Republican Gov. Rick Perry signed legislation Tuesday which would create a water bank to boost the state’s water supply, which has been stretched thin by drought and rapid growth. The bill, which cleared the legislature despite opposition from fiscal conservatives, has been hailed by a broad coalition of business and environmental groups.
"Water is an essential part of everyone's life, and ensuring adequate supplies means continued job creation, stronger communities and healthier families,” said Perry. “[The bill] will help secure our water supplies for generations.”

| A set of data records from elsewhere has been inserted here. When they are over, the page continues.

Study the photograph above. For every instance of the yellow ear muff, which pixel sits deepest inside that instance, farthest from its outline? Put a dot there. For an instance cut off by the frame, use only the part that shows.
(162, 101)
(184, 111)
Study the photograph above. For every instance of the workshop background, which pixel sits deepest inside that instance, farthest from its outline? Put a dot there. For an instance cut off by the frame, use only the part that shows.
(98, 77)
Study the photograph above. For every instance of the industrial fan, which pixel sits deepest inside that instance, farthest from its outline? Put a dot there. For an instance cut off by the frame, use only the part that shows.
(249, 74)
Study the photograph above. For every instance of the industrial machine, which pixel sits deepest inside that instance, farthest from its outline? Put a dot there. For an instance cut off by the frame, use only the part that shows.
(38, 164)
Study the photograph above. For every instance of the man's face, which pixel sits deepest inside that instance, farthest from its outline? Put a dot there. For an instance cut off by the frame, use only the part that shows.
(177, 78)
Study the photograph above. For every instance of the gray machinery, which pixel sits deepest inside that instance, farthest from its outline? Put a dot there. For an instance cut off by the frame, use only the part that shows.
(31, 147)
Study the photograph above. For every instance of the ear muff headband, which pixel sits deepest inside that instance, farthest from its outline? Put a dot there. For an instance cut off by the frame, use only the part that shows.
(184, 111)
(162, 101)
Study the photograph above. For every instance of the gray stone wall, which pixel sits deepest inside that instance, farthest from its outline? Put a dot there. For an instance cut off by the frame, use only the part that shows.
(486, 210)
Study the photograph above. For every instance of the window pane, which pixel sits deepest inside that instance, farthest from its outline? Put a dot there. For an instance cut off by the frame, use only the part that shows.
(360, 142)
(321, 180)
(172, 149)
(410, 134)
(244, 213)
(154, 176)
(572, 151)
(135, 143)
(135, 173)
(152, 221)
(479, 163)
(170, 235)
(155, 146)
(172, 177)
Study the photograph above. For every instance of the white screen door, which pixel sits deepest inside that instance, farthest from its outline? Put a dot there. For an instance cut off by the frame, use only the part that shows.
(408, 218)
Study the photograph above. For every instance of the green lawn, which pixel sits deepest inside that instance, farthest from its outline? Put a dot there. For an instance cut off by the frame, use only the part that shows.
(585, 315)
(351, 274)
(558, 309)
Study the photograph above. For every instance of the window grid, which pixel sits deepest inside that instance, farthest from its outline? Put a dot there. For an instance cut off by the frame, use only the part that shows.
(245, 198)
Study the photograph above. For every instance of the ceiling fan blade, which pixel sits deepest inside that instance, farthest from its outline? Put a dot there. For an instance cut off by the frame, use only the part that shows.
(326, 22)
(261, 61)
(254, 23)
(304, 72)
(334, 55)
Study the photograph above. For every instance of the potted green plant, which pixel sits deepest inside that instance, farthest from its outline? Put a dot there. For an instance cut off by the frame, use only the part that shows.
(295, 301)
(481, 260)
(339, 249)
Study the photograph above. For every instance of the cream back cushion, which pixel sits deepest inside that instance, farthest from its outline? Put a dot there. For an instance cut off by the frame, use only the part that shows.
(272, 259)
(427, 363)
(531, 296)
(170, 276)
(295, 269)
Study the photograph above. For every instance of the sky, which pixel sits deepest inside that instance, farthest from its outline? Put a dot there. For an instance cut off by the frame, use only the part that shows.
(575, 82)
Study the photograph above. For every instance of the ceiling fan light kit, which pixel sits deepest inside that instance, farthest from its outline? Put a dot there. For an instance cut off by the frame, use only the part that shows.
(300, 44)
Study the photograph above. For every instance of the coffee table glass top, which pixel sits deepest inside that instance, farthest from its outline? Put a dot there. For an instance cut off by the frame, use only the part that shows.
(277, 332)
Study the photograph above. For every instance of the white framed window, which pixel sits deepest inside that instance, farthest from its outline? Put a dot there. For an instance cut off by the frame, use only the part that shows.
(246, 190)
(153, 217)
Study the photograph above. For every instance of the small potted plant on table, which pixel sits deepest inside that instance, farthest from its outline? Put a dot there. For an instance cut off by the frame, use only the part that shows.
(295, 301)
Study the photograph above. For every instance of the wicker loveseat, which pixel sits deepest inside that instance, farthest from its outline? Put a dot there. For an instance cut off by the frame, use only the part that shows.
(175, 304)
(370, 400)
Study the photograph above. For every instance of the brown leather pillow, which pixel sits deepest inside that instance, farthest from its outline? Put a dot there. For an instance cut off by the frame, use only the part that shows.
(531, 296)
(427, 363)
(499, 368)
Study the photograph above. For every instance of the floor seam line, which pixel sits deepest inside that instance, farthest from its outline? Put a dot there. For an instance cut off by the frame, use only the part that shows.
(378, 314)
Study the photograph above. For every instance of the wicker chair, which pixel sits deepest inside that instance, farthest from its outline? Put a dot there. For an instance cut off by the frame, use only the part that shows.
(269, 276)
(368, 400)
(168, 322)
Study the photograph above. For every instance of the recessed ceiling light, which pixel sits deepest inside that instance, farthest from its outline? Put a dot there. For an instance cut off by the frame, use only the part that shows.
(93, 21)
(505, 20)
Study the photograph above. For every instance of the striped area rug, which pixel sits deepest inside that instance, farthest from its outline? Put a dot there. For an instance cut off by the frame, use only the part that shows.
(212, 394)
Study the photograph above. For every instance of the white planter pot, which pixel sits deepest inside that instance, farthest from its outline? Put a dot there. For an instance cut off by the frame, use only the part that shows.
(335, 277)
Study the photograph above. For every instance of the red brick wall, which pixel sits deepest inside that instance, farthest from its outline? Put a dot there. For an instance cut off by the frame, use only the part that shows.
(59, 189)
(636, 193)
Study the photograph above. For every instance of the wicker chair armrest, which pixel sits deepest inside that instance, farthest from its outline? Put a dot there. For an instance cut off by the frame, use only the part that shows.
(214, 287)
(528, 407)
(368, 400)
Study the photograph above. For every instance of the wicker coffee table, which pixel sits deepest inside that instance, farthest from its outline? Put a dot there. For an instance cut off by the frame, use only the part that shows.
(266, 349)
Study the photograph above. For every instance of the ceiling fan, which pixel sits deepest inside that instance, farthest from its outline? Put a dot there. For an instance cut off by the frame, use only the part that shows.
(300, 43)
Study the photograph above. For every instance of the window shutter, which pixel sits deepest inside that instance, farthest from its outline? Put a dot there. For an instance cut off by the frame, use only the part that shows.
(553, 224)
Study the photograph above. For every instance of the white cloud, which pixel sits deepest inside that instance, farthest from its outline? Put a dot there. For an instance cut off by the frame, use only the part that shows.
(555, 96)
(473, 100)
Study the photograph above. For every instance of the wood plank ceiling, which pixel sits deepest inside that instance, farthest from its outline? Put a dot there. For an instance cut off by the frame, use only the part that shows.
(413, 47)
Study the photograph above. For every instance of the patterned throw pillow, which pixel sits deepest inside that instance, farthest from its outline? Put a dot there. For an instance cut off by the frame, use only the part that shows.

Texas estimates it will lose 10 percent of its water reserves over the next 50 years, a time when its population is projected to grow by 80 percent. With the state’s years-long drought persisting, officials are angling for supplies in other states as well as looking for more water within Texas.
The state’s most recent water plan calls for $53 billion in infrastructure upgrades — including the construction of 20 new reservoirs — that would help it meet about one-quarter of its water needs over the next half-century, according to state projections. The state has constructed similar plans before, but they have languished without the money to implement them.
The Perry-inked legislation would jumpstart a new revolving loan program by diverting $2 billion from the state’s Rainy Day Fund, whose use has long been controversial. The money, Perry said, will pay for up to $30 billion in projects over the water plan’s lifetime.
But voters must first approve a constitutional referendum, required by legislation passed earlier this year. And that’s hardly a given.
“There’s a lot of unframed public opinion on this,” said James Henson, who directs the Texas Politics Project at the University of Texas. “If you ask Texans if water is important, it doesn’t really rise to the top, but if you frame it as a problem, people say we have to do something about it.”
The results, Henson said, will hinge on who best mobilizes in an off-year election with a low expected turnout: the business groups that helped push the plan through the legislature, or the smaller but perhaps more vocal Tea Party groups who prefer to leave the Rainy Day Fund untouched.
A Texas Politics/Texas Tribune poll released in February estimated that just 4 percent of Texans viewed the dwindling water supply as the state’s “most important problem.” Issues related to immigration, political corruption, gas prices and the economy took precedence.
In 2011, Texas’ driest year on record, voters narrowly approved a ballot allowing state water planners to issue $6 billion in extra bonds to fund water projects including fixing pipes and constructing treatment plants. But they voted down a proposition that would have lowered taxes for landowners who practice water conservation techniques.